I believe all art, even, say, black metal, actually comes from a place of love.

Heather: What are you involved with presently, and what can we look for in the near future?
Admiral Grey: Well… I’ll blast you with a rundown. I’m excited about a lot. This spring I debuted a new theater project with The Nerve Tank (Chance Muehleck and Melanie Armer) at LaMaMa—I was flattered to be the first outside artist that they collaborated with on a production. They are unabashedly hyper-modern. Our show The Maiden was inspired by the myth of Persephone. I composed the music and performed in the show, and I also was enabled to make bold experimental sound design and musical direction choices—I wired up Melanie’s set so that the performers could participate in the playing of music and sound samples in the scenes by touching certain parts of the set, dialogue was turned into songs or raps or rhythmic tonal and gestural chants, like children’s hand-claps almost…working with them was really wonderful because they say ‘yes’ to anything untried and they really push the envelope. We developed the show as an intimate trio (and of course once in rehearsal, through much work on the part of the actors and the other designers) as they are a writer/director team, so these moments where we each inform each other’s choices and are directing each other and finding inspiration in each other was very big and exciting and resulted in something marvelous.

Shortly after that I was gifted another great gig which was acting and singing in Feather Gatherers, a re-interpretation of Stravinsky’s Histoire du Soldat by The Drunkard’s Wife (Craig Flanigan and Normandy Sherwood) which was reimagined through many filters, one of them being Yugoslavian Black Wave film. This was part of the Ice Factory festival at the New Ohio Theater. We had this divine orchestra playing Stravinsky and Balkan music and an exceptional cast performing just the most clever and poetic script in a luxe lo-fi set. Like The Nerve Tank, but through the looking-glass, The Drunkard’s Wife is essentially a power couple duo just really pushing the envelope verbally, musically, visually, performatively in exceptional ways, and I feel very honored to have worked with them.

Presently I am puppeteering on the show The Pigeoning, which is a tragicomic Bunraku-style puppet show that I have been on the team of for a year and a half now. Robin Frohardt is a brilliant puppet and set designer who has assembled a crack team of artist/puppeteers, and the show is set to a fantastic score written and played by Freddi Price. After several runs in New York and elsewhere we are back at HERE in SoHo for a six-week run. We are so happy to have gotten a great review in the New York Times last week—we’ve been honing the show for a while and are very proud of it. With puppetry it’s all in the littlest details—we are constantly working and reworking little moments, because the tiny nuance is really what makes a good puppet show. I’ve learned so much about this medium working in this group, and now it feels so wide open to me as an option for expression. So five days a week that’s what I’m up to!

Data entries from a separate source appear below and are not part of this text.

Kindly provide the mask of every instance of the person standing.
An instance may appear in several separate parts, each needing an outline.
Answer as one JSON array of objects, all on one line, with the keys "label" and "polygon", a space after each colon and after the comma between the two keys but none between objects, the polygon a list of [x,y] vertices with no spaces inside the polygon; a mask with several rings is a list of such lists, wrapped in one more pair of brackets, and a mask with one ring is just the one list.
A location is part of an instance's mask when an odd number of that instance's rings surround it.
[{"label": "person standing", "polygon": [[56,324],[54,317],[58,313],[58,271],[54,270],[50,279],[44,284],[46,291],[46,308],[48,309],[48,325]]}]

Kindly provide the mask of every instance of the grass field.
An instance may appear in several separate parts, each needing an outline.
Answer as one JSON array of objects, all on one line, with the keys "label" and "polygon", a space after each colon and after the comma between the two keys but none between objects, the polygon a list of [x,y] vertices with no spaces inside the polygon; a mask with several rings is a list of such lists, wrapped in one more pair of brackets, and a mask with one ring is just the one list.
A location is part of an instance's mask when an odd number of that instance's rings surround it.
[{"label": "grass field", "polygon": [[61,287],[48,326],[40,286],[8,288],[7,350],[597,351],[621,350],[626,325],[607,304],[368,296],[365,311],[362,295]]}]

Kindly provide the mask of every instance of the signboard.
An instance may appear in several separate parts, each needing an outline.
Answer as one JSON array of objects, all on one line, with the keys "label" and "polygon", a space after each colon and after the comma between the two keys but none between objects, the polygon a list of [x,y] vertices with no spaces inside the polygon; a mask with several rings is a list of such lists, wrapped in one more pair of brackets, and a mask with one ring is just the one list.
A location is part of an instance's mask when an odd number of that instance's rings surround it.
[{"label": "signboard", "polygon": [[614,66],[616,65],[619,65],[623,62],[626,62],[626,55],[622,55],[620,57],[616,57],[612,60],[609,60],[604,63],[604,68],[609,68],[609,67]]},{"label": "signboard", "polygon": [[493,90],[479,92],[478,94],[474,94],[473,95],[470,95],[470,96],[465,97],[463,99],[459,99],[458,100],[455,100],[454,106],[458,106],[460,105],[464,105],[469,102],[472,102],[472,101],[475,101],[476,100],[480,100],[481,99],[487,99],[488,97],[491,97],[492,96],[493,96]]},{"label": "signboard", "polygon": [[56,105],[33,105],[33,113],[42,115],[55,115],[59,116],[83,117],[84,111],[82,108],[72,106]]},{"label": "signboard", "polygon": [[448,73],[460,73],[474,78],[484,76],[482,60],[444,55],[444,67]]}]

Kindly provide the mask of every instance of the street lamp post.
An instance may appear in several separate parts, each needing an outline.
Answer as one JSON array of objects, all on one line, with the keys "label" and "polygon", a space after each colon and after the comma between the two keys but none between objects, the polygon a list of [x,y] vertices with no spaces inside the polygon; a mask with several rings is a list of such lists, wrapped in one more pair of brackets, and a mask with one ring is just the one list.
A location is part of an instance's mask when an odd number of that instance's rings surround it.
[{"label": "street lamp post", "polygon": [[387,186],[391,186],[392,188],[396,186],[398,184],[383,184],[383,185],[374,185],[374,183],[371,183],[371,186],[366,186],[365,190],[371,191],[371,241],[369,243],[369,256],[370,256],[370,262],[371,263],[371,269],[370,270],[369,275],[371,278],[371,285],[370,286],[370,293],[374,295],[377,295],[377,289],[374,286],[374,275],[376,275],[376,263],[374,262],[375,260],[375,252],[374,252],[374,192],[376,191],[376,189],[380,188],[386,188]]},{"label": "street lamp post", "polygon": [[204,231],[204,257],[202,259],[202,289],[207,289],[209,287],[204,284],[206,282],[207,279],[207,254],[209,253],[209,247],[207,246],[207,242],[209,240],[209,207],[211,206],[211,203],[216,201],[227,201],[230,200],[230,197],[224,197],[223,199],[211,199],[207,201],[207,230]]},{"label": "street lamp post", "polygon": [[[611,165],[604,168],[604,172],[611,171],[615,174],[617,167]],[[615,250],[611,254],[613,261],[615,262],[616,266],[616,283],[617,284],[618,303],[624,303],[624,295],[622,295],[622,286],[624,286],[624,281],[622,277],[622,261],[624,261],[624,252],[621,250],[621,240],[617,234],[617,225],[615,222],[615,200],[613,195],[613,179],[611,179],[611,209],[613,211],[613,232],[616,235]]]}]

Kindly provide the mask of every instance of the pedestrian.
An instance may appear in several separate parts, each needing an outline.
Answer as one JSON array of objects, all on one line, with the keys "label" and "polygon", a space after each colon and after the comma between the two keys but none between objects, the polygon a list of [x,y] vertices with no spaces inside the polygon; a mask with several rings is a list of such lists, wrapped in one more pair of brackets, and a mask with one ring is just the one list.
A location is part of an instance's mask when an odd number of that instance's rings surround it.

As far as music—I played a couple of rare shows this summer with my band Ecstatics when my partner Matthew Dunehoo was in town, which was wonderful; I’ve been collaborating with Chad Raines (The Simple Pleasure) on a new hybrid project called B Roll, playing shows and working on videos for that; and writing a new album and playing some shows with my band Cellular Chaos, which will be going on tour again for a couple of weeks in September. On my own…I’m really focused on getting a few very fun music videos finished this summer, I must! Because at least two of them are summer jams. And I just started writing a piece for four horns that will each play a different paragraph of text that I will have translated into a unified score using a secret code. That’s going to be a beautiful disaster. I can’t wait.